Thursday, October 03, 2019

Thursday Morning Links

This and that for your Thursday reading.

- Tom Rand and Mike Andrade point out that the Alberta tar sands wouldn't be sustainable economically even if people ignored their environmental effects. Bruce Livesey offers a reminder that Andrew Scheer's plans are built entirely around favouring dirty oil at the expense of other industries and future generations. And Sharon Riley talks to some of the workers already making the transition from the oil patch to the renewable energy sector.

- Meanwhile, Eric Roston reports on reduced river flows around the world as another alarming byproduct of a deteriorating climate and a propensity to overuse natural resources. Trevor Hancock points out that we can't ignore how those same factors threaten our planet's biodiversity.
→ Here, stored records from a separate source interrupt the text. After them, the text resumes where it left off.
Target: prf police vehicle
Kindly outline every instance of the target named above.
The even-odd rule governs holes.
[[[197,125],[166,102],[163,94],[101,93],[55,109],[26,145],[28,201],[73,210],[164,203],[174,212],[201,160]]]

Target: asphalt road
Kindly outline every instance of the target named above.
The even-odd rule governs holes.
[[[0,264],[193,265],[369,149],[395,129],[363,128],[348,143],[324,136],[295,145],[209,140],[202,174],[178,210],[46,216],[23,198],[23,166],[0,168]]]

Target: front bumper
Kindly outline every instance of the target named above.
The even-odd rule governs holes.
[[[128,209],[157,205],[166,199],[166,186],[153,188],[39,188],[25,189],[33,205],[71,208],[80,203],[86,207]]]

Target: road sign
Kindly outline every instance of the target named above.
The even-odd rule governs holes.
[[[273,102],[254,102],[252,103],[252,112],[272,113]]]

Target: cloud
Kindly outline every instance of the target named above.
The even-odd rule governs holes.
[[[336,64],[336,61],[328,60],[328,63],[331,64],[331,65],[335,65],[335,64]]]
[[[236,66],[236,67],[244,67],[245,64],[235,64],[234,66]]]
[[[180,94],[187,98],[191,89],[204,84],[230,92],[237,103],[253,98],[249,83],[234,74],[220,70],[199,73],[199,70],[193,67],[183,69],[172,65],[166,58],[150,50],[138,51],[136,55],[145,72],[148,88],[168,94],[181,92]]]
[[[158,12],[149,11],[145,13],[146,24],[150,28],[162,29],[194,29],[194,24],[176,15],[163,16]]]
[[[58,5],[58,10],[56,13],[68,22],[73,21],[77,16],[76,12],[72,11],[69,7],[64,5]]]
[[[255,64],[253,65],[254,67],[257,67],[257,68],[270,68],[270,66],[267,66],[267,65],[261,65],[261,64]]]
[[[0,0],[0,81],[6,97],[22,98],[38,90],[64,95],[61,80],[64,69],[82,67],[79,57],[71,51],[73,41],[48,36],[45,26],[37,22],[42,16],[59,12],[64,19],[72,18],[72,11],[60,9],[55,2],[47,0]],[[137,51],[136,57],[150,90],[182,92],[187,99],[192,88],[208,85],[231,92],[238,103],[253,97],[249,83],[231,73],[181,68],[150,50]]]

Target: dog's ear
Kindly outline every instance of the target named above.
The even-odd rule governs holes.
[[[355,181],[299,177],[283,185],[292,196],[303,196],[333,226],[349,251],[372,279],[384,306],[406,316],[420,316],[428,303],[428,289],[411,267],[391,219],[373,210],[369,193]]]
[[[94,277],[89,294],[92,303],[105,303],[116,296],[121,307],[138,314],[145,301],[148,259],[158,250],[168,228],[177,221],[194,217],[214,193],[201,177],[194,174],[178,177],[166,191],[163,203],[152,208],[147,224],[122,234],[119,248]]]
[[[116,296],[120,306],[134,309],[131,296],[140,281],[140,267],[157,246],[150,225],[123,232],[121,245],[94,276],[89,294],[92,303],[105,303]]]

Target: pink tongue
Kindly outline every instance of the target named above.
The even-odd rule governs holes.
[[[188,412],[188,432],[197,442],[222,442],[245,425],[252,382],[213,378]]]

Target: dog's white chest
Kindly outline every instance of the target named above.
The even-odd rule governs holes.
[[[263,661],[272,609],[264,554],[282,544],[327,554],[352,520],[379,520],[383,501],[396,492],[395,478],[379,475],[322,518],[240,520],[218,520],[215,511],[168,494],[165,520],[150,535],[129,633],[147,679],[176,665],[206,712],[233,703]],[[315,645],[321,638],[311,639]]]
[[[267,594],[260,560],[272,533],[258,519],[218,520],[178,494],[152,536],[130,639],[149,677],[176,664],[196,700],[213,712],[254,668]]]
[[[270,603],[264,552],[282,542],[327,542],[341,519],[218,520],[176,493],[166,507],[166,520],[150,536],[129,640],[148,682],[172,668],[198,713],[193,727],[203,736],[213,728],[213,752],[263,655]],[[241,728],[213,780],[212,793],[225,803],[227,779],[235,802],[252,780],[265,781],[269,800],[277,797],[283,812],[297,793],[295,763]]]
And Tom Phillips reports on the Bolsonaro-backed land raids attempting to violently drive Indigenous people from their homes and expose the Amazon for exploitation.

- Andrew Jackson comments on the Greens' odd juxtaposition of promising massive spending, while simultaneously fixating on balancing the budget to a greater extent than any other party this side of the PPC.

- David Hulchanski examines (PDF) the context for decisions about Canadian housing policy, including both a low rate of current taxation and revenue generation, and a set of subsidies distinctly weighted toward ownership rather than rental housing.

- Finally, Haydn Watters takes a look at the electoral reform plans on offer in Canada's federal election.